A Closer Look in Your Closet

If I asked you to describe your closet, what adjectives would you use? Messy? Colourful? Large? What about your fashion habits? Do you save up for expensive purchases like Italian leather bags and hand-stitched dresses, or do you visit fashion chains like Primark and H&M on a regular basis, always on the hunt for a bargain?

If you’re like most Western consumers, your wardrobe is extensive but does not contain many high-quality, expensive products. You have lots of pieces that you wear two or three times before getting rid of them either because they go out of style within just a few weeks or fall apart after you wash them twice. Sound familiar? If so, you’re part of the fast fashion culture that dominates the global apparel industry.

Fast fashion is exactly what it sounds like: a rapid model of garment production and distribution that results in new trends and products being introduced in retail stores as often as fortnightly. This is a significant departure from fifty years ago, when fashion changes coincided with the four seasons, and people saved their money to buy quality products that would last them for years. Most fashion is no longer made to last, and consumers are prepared to make purchases more regularly.

Just as consumption habits have changed significantly, the nature of production has shifted. Most products are no longer made and sold in the same location. Now, fashion brands participate in global production systems in which suppliers in developing countries produce goods that are sold in retail stores in developed countries. Garment workers are paid meagre wages and often can’t afford to buy the clothes they make. They experience other challenges too, such as unsafe working conditions, long hours, wage and gender discrimination, and lack of benefits or employment rights.

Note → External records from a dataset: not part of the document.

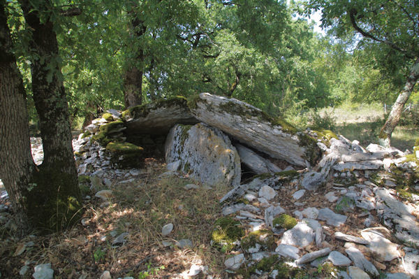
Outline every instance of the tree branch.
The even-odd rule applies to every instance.
[[[82,14],[82,9],[80,8],[71,8],[67,10],[61,10],[59,14],[64,17],[73,17]]]
[[[396,45],[395,43],[394,43],[392,42],[390,42],[385,39],[378,38],[378,37],[374,36],[373,34],[369,33],[368,31],[362,29],[361,27],[360,27],[358,26],[358,23],[356,22],[355,16],[356,16],[357,13],[358,13],[358,11],[355,8],[351,9],[351,10],[349,11],[349,17],[351,18],[351,23],[352,24],[352,26],[353,27],[355,30],[356,30],[358,32],[359,32],[361,35],[362,35],[363,36],[365,36],[366,38],[371,38],[372,40],[374,40],[375,41],[385,43],[387,45],[388,45],[389,47],[390,47],[391,48],[403,53],[408,58],[411,58],[411,59],[415,58],[415,57],[416,57],[415,55],[412,55],[411,53],[409,52],[408,51]]]

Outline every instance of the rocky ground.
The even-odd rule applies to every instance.
[[[41,141],[31,141],[39,164]],[[376,169],[348,171],[338,164],[327,183],[311,191],[302,186],[302,171],[288,171],[258,176],[227,192],[166,171],[152,159],[141,169],[114,169],[99,160],[109,159],[103,148],[87,143],[73,142],[76,150],[89,148],[78,160],[87,211],[69,231],[15,238],[1,192],[2,277],[419,278],[419,180],[407,169],[397,172],[376,162]],[[386,158],[402,167],[402,153]],[[154,194],[147,183],[158,192],[163,183],[168,192],[161,202],[170,208],[147,196]],[[212,208],[191,208],[203,204],[204,193]],[[185,202],[191,196],[199,203]],[[168,216],[144,215],[153,208]],[[141,217],[149,223],[133,224]],[[145,224],[155,231],[138,227]],[[182,231],[185,227],[200,237]]]
[[[208,94],[188,101],[205,123],[133,137],[164,102],[108,110],[73,140],[84,213],[63,234],[15,237],[2,191],[3,277],[419,278],[419,146],[364,148]],[[225,127],[226,108],[243,115]]]

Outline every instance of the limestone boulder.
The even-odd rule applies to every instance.
[[[316,140],[308,134],[235,99],[201,93],[189,106],[198,120],[273,158],[305,167],[321,155]]]
[[[186,103],[182,96],[162,99],[130,108],[122,112],[121,117],[129,133],[166,135],[175,124],[198,123]]]
[[[166,138],[168,164],[180,160],[180,171],[210,185],[240,183],[240,159],[228,137],[204,123],[175,125]]]

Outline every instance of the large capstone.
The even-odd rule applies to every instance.
[[[189,108],[198,120],[273,158],[308,166],[321,153],[309,135],[235,99],[201,93],[189,101]]]
[[[168,164],[180,160],[180,170],[210,185],[240,183],[240,159],[230,139],[204,123],[177,124],[166,143]]]

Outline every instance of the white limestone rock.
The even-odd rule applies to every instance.
[[[277,191],[273,189],[271,187],[264,185],[260,187],[259,190],[259,196],[265,198],[268,201],[274,199],[277,196]]]
[[[224,265],[228,269],[231,269],[233,271],[236,271],[242,266],[242,264],[244,263],[246,259],[244,258],[244,255],[239,254],[234,257],[230,257],[227,259],[224,262]]]
[[[307,155],[320,152],[316,144],[304,146],[297,132],[273,123],[273,119],[264,117],[258,108],[235,99],[201,93],[191,112],[200,121],[229,134],[247,145],[297,166],[309,166],[309,161],[314,158],[307,158]],[[309,136],[301,134],[300,136]],[[318,152],[313,152],[313,149]]]
[[[290,257],[294,259],[300,259],[300,255],[298,255],[300,249],[290,245],[281,243],[278,245],[275,249],[275,252],[282,257]]]
[[[166,159],[168,163],[180,159],[180,169],[204,184],[240,183],[235,148],[223,132],[203,123],[175,126],[166,139]]]
[[[321,208],[318,210],[318,220],[326,221],[331,226],[339,227],[346,222],[347,217],[334,213],[328,208]]]
[[[332,262],[335,266],[348,266],[352,262],[349,258],[337,251],[332,251],[328,257],[328,260]]]
[[[293,229],[282,235],[281,244],[296,247],[306,247],[314,241],[314,232],[305,222],[298,222]]]

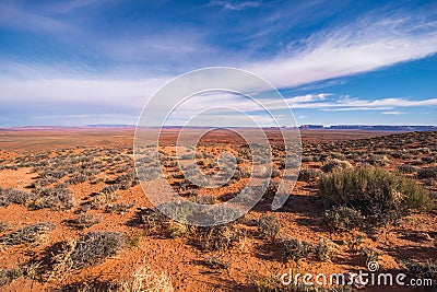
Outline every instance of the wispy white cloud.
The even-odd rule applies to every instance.
[[[304,48],[246,63],[279,87],[367,72],[437,51],[437,22],[371,16],[314,34]]]
[[[227,1],[227,0],[216,0],[212,1],[211,5],[220,5],[225,10],[245,10],[248,8],[257,8],[260,5],[260,1]]]
[[[382,114],[382,115],[394,115],[394,116],[399,116],[399,115],[403,115],[404,113],[393,110],[393,112],[382,112],[381,114]]]

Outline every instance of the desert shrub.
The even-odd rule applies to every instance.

Fast fashion practices put extra demands on workers, as tight timelines and cost pressures result in production practices that are detrimental to workers. Thousands of garment workers have lost their lives in factory fires and collapses over the past decade, tragedies which often go unreported by the media. In the fast fashion industry where “you get what you pay for,” it’s the workers who end up paying the ultimate price.

Here’s where you come in. Start to educate yourself on where the clothes in your closet are coming from and who is making them. Sources like Free2Work www.free2work.org/trends/apparel, The Good Shopping Guide www.thegoodshoppingguide.com/ethical-clothing-directory, and Ethical Consumer www.ethicalconsumer.org/buyersguides/clothing/clothesshops.aspx provide information on how to determine which fashion companies are “ethical.” Consider making a switch if necessary. Tell your favourite brands that you care about the conditions under which the clothes you wear are made, and that you’re willing to pay a couple extra bucks if they can guarantee workers in their supply chains are being paid fair wages. And maybe reconsider your shopping habits. Sometimes less is more. You, as a consumer, have a voice, and perhaps the meaningful way it can be expressed is through your wallet.